- Supreme Court of the United States

Argued January 11, 1950 Decided February 20, 1950
- Full case name: United States v. Rabinowitz
- Citations: 339 U.S. 56 (more) 70 S. Ct. 430; 94 L. Ed. 2d 653

Holding
- A warrantless search of a surrounding area incident to a lawful arrest is constitutional and not unreasonable under the Fourth Amendment.

Court membership
- Chief Justice Fred M. Vinson Associate Justices Hugo Black · Stanley F. Reed Felix Frankfurter · William O. Douglas Robert H. Jackson · Harold H. Burton Tom C. Clark · Sherman Minton

Case opinions
- Majority: Minton, joined by Vinson, Reed, Burton, Clark
- Dissent: Black
- Dissent: Frankfurter, joined by Jackson
- Douglas took no part in the consideration or decision of the case.

Laws applied
- U.S. Const. amend. IV
- This case overturned a previous ruling or rulings
- Trupiano v. United States (1948)

= United States v. Rabinowitz =

United States v.
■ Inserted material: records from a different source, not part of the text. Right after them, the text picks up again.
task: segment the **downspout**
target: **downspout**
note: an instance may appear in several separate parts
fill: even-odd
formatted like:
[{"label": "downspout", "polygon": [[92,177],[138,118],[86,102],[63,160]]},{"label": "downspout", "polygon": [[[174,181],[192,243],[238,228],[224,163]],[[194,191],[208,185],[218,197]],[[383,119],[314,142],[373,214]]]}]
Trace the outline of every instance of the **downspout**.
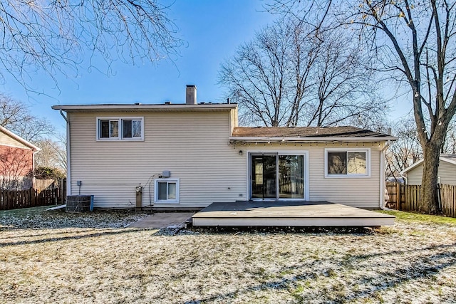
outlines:
[{"label": "downspout", "polygon": [[[61,109],[60,115],[66,122],[66,195],[71,195],[71,150],[70,149],[70,121]],[[68,115],[68,114],[67,114]]]},{"label": "downspout", "polygon": [[385,159],[386,158],[386,149],[391,145],[391,141],[386,142],[386,145],[380,153],[380,201],[378,206],[382,210],[385,210]]}]

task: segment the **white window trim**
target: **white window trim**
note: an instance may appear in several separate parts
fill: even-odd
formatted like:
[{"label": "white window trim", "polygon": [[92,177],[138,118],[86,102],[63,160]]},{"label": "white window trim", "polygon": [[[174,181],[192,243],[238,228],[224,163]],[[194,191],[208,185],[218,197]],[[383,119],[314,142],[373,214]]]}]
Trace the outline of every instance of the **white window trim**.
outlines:
[{"label": "white window trim", "polygon": [[[366,152],[366,174],[328,174],[328,152]],[[325,149],[324,176],[326,179],[358,179],[370,177],[370,148],[326,148]]]},{"label": "white window trim", "polygon": [[[176,183],[176,199],[158,199],[158,182],[174,182]],[[180,179],[155,179],[154,187],[154,203],[155,204],[179,204],[180,199]]]},{"label": "white window trim", "polygon": [[[119,136],[118,137],[110,137],[110,138],[101,138],[100,137],[100,120],[118,120],[118,132]],[[122,123],[123,120],[140,120],[141,121],[141,137],[132,137],[132,138],[124,138],[123,137],[123,130],[122,128],[123,127],[123,124]],[[96,140],[99,142],[143,142],[144,141],[144,117],[96,117]]]}]

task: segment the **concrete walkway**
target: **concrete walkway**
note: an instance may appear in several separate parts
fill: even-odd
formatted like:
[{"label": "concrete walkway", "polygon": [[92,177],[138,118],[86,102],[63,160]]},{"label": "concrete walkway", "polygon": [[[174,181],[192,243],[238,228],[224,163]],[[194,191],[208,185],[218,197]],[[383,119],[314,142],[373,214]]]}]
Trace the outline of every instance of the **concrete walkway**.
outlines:
[{"label": "concrete walkway", "polygon": [[151,214],[132,224],[132,228],[167,228],[183,227],[184,223],[190,219],[195,212],[160,212]]}]

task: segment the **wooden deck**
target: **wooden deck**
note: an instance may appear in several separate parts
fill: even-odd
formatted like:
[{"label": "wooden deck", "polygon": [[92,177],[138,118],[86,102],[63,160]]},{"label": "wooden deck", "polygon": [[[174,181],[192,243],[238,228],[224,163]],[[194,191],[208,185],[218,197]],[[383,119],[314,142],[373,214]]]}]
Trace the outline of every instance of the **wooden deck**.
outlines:
[{"label": "wooden deck", "polygon": [[395,216],[327,201],[213,203],[192,216],[200,226],[380,226]]}]

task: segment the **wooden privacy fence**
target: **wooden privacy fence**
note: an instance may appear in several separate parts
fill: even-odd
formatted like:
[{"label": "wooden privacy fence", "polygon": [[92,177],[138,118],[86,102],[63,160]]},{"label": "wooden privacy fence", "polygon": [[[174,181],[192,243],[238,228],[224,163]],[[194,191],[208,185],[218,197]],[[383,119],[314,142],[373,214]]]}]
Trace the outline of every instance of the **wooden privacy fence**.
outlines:
[{"label": "wooden privacy fence", "polygon": [[0,210],[55,205],[61,200],[59,190],[54,188],[38,192],[33,188],[20,191],[0,189]]},{"label": "wooden privacy fence", "polygon": [[[387,182],[389,199],[387,207],[405,211],[418,211],[421,201],[420,185]],[[446,216],[456,217],[456,186],[439,184],[439,203]]]}]

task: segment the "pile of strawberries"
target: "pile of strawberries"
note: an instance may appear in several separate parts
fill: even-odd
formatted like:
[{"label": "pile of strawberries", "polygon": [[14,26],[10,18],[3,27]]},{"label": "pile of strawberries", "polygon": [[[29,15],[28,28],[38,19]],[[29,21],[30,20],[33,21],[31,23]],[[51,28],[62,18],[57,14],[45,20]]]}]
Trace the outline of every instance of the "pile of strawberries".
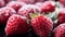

Rabinowitz, 339 U.S. 56 (1950), was a United States Supreme Court case which the Court held that warrantless searches immediately following an arrest are constitutional. The decision overturned Trupiano v. United States (1948), which had banned such searches.

== Background ==
Albert J. Rabinowitz was arrested in his office on February 16, 1943, for selling forged U.S. postage stamps to an undercover federal officer. Federal agents then conducted a warrantless 90 min search of the office, finding an additional 573 forged stamps. Rabinowitz unsuccessfully moved to exclude this evidence from his subsequent trial, but the motion was denied. He was convicted, but the appellate court reversed the verdict and ruled his rights under the Fourth Amendment had been violated.

== Opinion of the Court ==
The US Supreme Court reversed the Appeals Court ruling in a 5–3 decision. Writing for the majority, Justice Sherman Minton wrote that only "unreasonable" searches were banned under the Fourth Amendment; searching the office of a suspected forger at the site of his lawful arrest was held to be reasonable.